Import and export an H2O frame¶

Syntax¶

Import files into an H2O frame on the H2O cluster

    _h2oframe _import impath, into(newframename)
            [_h2oframe_import_options]

Upload local files into an H2O frame on the H2O cluster

    _h2oframe _upload uppath, into(newframename)
            [_h2oframe_upload_options]

Export current H2O frame to a delimited text file

    _h2oframe _export [using] filename [if] [in]
            [, _h2oframe_export_options]

Export subset of current H2O frame to a delimited text file

    _h2oframe _export [columnlist] using filename [if] [in]
            [, _h2oframe_export_options]

impath is the complete URL or normalized file path of the file(s) to be imported. impath can be the location of the file to be imported or the path to a directory with multiple files (of same format) to be imported. If impath contains embedded spaces, enclose it in double quotes.

uppath is the normalized file path of the file to be uploaded; it is the location of the local file to be uploaded. If uppath contains embedded spaces, enclose it in double quotes.

columnlist is a list of column names in the current H2O frame; see Specifying a list of columns for more information.

filename is the destination .csv file.

 _h2oframe_import_options                  Description
 -----------------------------------------------------------------------------------
 * into(newframename)                      destination H2O frame
   header(#)                               treat first line of data as data or column
                                             headers
   delimiter("char")                       use char as delimiter
   skipcols(numlist)                       skip the specified columns
   nastring(string)                        interpret the specified strings as
                                             missing values
   pattern(string)                         import file(s) that matches the regular
                                             expression; applies only if impath is a
                                             folder
 -----------------------------------------------------------------------------------
 * into() is required.
 
 _h2oframe_upload_options                  Description
 -----------------------------------------------------------------------------------
 * into(newframename)                      destination H2O frame
   header(#)                               treat first line of data as data or column
                                             headers
   delimiter("char")                       use char as delimiter
   skipcols(numlist)                       skip the specified columns
   nastring(string)                        interpret the specified strings as
                                             missing values
 -----------------------------------------------------------------------------------
 * into() is required.
 
 _h2oframe_export_options                  Description
 -----------------------------------------------------------------------------------
   replace                                 overwrite existing filename
 -----------------------------------------------------------------------------------

Description¶

_h2oframe _import loads files to an H2O cluster as an H2O frame. The data are loaded in parallel, using multi-threading, which makes it fast. The specified path can be a complete URL, a normalized path for the file(s), or a folder that contains the file(s). The path must be a valid cluster-side path for each node in the H2O cluster, which means the path must be accessible by each node within the cluster.

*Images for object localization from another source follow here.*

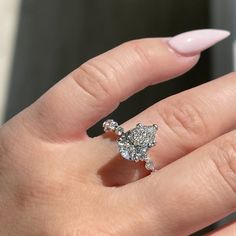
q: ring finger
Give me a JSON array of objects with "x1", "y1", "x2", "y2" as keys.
[{"x1": 94, "y1": 72, "x2": 236, "y2": 185}]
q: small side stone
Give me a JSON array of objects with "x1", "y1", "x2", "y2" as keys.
[
  {"x1": 115, "y1": 126, "x2": 124, "y2": 136},
  {"x1": 103, "y1": 119, "x2": 118, "y2": 132},
  {"x1": 145, "y1": 159, "x2": 155, "y2": 171}
]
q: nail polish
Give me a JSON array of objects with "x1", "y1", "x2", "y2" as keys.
[{"x1": 168, "y1": 29, "x2": 230, "y2": 56}]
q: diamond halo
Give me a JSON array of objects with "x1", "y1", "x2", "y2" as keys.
[{"x1": 103, "y1": 120, "x2": 158, "y2": 172}]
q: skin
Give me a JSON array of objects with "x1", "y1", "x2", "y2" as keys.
[{"x1": 1, "y1": 38, "x2": 236, "y2": 235}]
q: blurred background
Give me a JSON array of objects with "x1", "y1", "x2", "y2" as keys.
[{"x1": 0, "y1": 0, "x2": 235, "y2": 234}]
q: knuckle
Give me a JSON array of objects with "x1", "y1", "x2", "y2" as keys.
[
  {"x1": 212, "y1": 133, "x2": 236, "y2": 195},
  {"x1": 72, "y1": 58, "x2": 120, "y2": 104},
  {"x1": 158, "y1": 98, "x2": 208, "y2": 144},
  {"x1": 123, "y1": 39, "x2": 156, "y2": 66}
]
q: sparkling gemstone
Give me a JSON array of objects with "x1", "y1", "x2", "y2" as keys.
[
  {"x1": 145, "y1": 159, "x2": 155, "y2": 171},
  {"x1": 128, "y1": 125, "x2": 157, "y2": 146},
  {"x1": 115, "y1": 126, "x2": 124, "y2": 136},
  {"x1": 103, "y1": 119, "x2": 118, "y2": 132},
  {"x1": 117, "y1": 124, "x2": 157, "y2": 161}
]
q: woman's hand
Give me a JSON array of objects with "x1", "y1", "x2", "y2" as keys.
[{"x1": 0, "y1": 29, "x2": 235, "y2": 236}]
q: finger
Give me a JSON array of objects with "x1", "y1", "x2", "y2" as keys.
[
  {"x1": 126, "y1": 130, "x2": 236, "y2": 236},
  {"x1": 123, "y1": 72, "x2": 236, "y2": 167},
  {"x1": 18, "y1": 38, "x2": 198, "y2": 142},
  {"x1": 12, "y1": 29, "x2": 229, "y2": 142},
  {"x1": 206, "y1": 221, "x2": 236, "y2": 236},
  {"x1": 94, "y1": 72, "x2": 236, "y2": 185}
]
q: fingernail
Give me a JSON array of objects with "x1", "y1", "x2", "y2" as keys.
[{"x1": 168, "y1": 29, "x2": 230, "y2": 56}]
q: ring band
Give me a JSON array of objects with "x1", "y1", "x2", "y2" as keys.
[{"x1": 103, "y1": 119, "x2": 158, "y2": 172}]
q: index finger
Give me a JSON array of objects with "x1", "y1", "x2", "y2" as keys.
[{"x1": 12, "y1": 29, "x2": 229, "y2": 142}]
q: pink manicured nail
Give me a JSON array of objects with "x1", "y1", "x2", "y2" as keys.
[{"x1": 168, "y1": 29, "x2": 230, "y2": 56}]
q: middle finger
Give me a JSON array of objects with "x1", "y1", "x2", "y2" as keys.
[{"x1": 94, "y1": 72, "x2": 236, "y2": 184}]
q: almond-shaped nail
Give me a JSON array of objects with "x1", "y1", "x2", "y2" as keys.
[{"x1": 168, "y1": 29, "x2": 230, "y2": 56}]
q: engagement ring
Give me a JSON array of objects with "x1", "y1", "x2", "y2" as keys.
[{"x1": 103, "y1": 119, "x2": 158, "y2": 172}]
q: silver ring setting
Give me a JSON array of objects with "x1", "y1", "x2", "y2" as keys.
[{"x1": 103, "y1": 119, "x2": 158, "y2": 172}]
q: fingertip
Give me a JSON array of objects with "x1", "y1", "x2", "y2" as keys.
[{"x1": 168, "y1": 29, "x2": 230, "y2": 56}]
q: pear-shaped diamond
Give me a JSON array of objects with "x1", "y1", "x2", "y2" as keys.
[{"x1": 117, "y1": 124, "x2": 158, "y2": 161}]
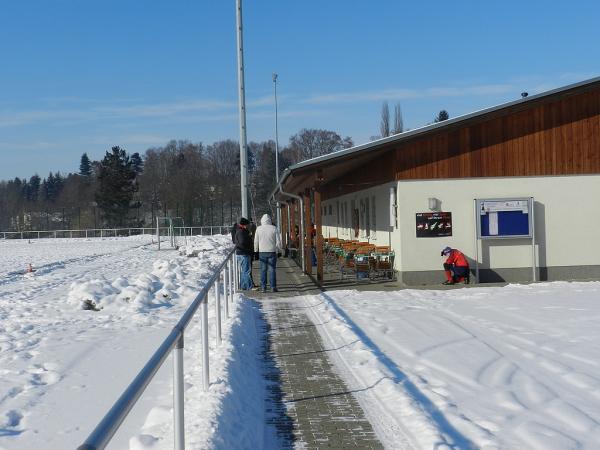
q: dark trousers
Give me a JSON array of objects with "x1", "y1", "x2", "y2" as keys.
[
  {"x1": 259, "y1": 252, "x2": 277, "y2": 289},
  {"x1": 444, "y1": 263, "x2": 469, "y2": 281}
]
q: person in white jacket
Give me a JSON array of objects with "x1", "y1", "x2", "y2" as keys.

_h2oframe _upload pushes a local file from disk to an H2O cluster as an H2O frame. In H2O jargon, it pushes data from the client to the cluster. The specified path must be a local path.

_h2oframe _export exports an existing H2O frame to a .csv file on the local disk. Make sure you have enough disk space to accommodate the destination file because the H2O frame on the H2O cluster may be very large.

Options¶

Options for _h2oframe _import¶

into(newframename) specifies the destination H2O frame into which the files are imported. into() is required.

header(#) specifies how to parse the first line of data. -1 means that the first line is parsed as data, and 1 means that the first line is parsed as column headers. 0 means to guess. The default is 0.

delimiter(“char”) allows you to specify a different separation character. For instance, if values in the file are separated by a semicolon, then you would specify delimiter(“;”). Specify delimiter(“\t”) to use a tab character, or specify delimiter(” “) to use whitespace as a delimiter. The default is delimiter(“,”).

skipcols(numlist) specifies the columns to be skipped (in other words, not imported). The columns are specified as indices starting from 1.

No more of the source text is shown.